La sonde LRO a photographié un nouveau cratère lunaire, formé à la suite de la chute d’un étage de fusée Falcon le 5 août dernier.

Une chute calculée :

On peut s’étonner qu’un morceau de fusée Falcon puisse terminer sa course sur la Lune. Pourtant, bien que ce lanceur serve principalement à mettre en orbite terrestre des grappes de satellites, il peut aussi emmener sa charge utile beaucoup plus loin. C’est par exemple ce qui s’est passé avec le modèle 2025-010. En effet, le 15 janvier 2025, le dixième lancement de l’année a propulsé vers la Lune Blue Ghost et Hakuto-R. Il s’agit de deux atterrisseurs lunaires qui ont fait le voyage à bord du second étage du lanceur.
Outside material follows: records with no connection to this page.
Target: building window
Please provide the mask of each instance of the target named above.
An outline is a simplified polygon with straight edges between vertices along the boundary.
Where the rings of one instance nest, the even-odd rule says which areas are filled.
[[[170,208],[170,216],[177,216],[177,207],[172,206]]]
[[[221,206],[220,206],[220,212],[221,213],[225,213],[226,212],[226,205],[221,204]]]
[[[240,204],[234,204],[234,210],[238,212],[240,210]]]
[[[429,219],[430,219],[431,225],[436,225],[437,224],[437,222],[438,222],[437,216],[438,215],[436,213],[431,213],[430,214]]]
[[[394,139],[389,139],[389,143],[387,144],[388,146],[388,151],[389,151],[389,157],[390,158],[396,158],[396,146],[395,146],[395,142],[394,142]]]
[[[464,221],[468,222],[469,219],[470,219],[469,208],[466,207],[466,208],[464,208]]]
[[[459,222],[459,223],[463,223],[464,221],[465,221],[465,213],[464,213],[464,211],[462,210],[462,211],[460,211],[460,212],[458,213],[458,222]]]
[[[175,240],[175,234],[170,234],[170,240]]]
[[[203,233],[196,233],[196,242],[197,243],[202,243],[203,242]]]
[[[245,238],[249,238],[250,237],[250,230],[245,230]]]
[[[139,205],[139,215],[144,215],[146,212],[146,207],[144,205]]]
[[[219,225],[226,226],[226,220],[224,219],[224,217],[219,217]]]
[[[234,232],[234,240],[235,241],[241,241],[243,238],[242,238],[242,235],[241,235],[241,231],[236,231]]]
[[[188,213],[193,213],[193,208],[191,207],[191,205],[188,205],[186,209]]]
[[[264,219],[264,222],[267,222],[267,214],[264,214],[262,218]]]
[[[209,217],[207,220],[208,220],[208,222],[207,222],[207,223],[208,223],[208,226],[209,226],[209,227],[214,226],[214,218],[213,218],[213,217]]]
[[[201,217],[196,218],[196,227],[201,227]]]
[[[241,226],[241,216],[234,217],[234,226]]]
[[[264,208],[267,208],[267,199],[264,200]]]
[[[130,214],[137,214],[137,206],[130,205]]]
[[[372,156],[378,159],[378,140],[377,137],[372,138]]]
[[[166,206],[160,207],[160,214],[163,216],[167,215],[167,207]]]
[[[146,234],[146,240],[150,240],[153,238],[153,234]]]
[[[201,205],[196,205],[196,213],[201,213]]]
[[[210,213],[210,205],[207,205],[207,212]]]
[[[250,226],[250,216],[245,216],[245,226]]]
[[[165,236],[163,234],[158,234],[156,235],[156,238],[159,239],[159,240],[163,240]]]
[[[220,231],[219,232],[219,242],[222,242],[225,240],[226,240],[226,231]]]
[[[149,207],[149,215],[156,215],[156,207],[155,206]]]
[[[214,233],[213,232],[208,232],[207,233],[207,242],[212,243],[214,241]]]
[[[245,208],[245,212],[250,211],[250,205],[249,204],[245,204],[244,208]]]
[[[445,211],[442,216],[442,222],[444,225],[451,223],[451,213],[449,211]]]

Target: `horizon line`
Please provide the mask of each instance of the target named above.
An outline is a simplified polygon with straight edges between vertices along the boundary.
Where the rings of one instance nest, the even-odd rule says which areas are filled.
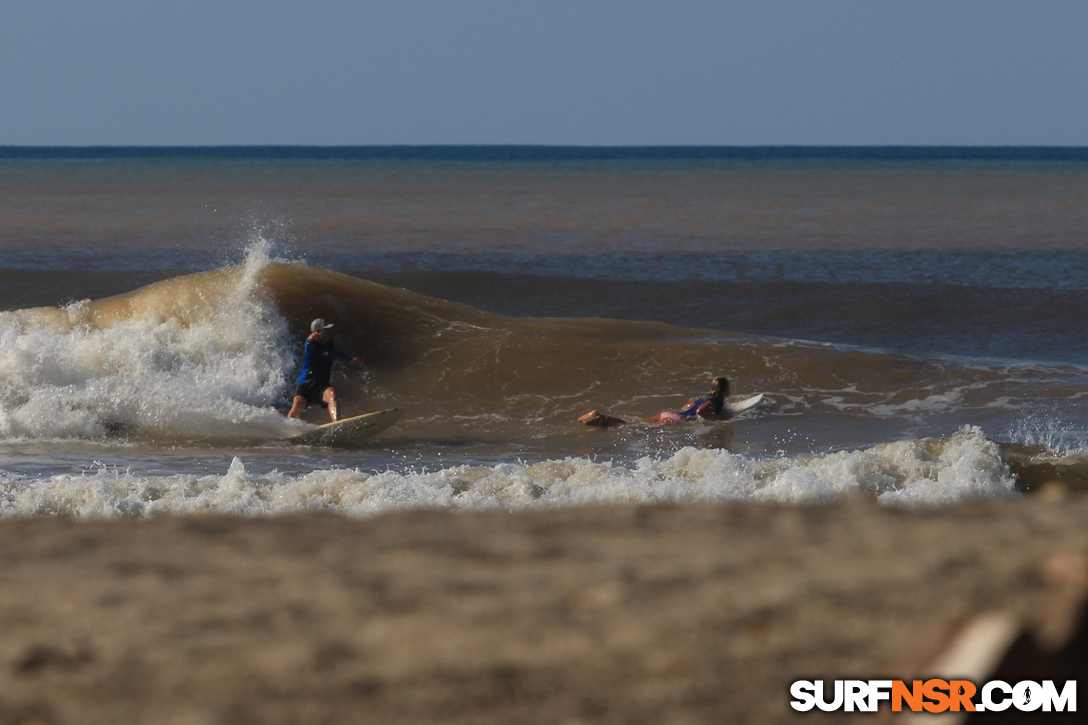
[[[993,145],[559,145],[559,144],[206,144],[0,145],[0,159],[208,158],[419,161],[565,160],[1088,160],[1088,146]]]

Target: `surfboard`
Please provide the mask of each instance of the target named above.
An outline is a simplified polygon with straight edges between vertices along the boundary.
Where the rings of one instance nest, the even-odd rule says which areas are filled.
[[[344,418],[292,436],[288,440],[291,443],[306,446],[342,446],[359,443],[396,423],[403,412],[400,408],[388,408],[357,415],[354,418]]]
[[[761,402],[763,402],[763,393],[760,393],[759,395],[753,395],[752,397],[745,398],[744,400],[738,400],[736,403],[726,403],[725,410],[729,413],[729,415],[740,415],[744,411],[751,410],[752,408],[756,407]]]

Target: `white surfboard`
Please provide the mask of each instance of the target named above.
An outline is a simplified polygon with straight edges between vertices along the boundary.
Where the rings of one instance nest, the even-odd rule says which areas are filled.
[[[744,411],[751,410],[752,408],[756,407],[761,402],[763,402],[763,393],[760,393],[759,395],[753,395],[752,397],[745,398],[744,400],[738,400],[736,403],[726,403],[725,411],[729,413],[729,415],[740,415]]]
[[[357,415],[354,418],[344,418],[291,436],[288,440],[306,446],[342,446],[359,443],[396,423],[403,412],[400,408],[388,408]]]

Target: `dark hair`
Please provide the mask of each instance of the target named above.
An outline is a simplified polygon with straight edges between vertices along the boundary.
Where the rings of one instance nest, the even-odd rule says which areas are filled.
[[[729,395],[729,378],[720,376],[714,378],[714,386],[710,390],[714,395],[721,395],[722,397]]]

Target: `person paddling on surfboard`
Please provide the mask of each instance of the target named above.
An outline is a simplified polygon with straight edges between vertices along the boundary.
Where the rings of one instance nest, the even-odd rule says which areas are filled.
[[[643,418],[639,423],[660,425],[664,423],[682,423],[685,420],[694,420],[695,418],[711,420],[721,415],[722,410],[725,408],[725,398],[728,395],[729,380],[719,376],[714,378],[714,381],[711,384],[710,395],[704,395],[701,398],[691,401],[679,411],[665,410],[655,416]],[[600,411],[591,410],[579,418],[578,422],[583,425],[597,428],[613,428],[618,425],[624,425],[627,421],[621,420],[620,418],[613,418]]]
[[[336,388],[330,385],[332,364],[336,358],[363,365],[361,357],[352,357],[332,342],[332,324],[320,317],[310,323],[310,336],[302,356],[302,371],[295,381],[295,398],[291,401],[288,418],[298,418],[310,403],[328,408],[329,417],[335,423],[340,420],[340,407],[336,400]]]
C’est alors qu’est entré en scène Bill Gray, un astronome américain spécialisé dans les logiciels de calculs d’orbite. Il a annoncé que le second étage en question s’écraserait sur la Lune le 5 août 2026 (une semaine avant la grande éclipse solaire) :

Point d’impact du second étage d’un lanceur Falcon 9 le 5 août 2026. Project Pluto.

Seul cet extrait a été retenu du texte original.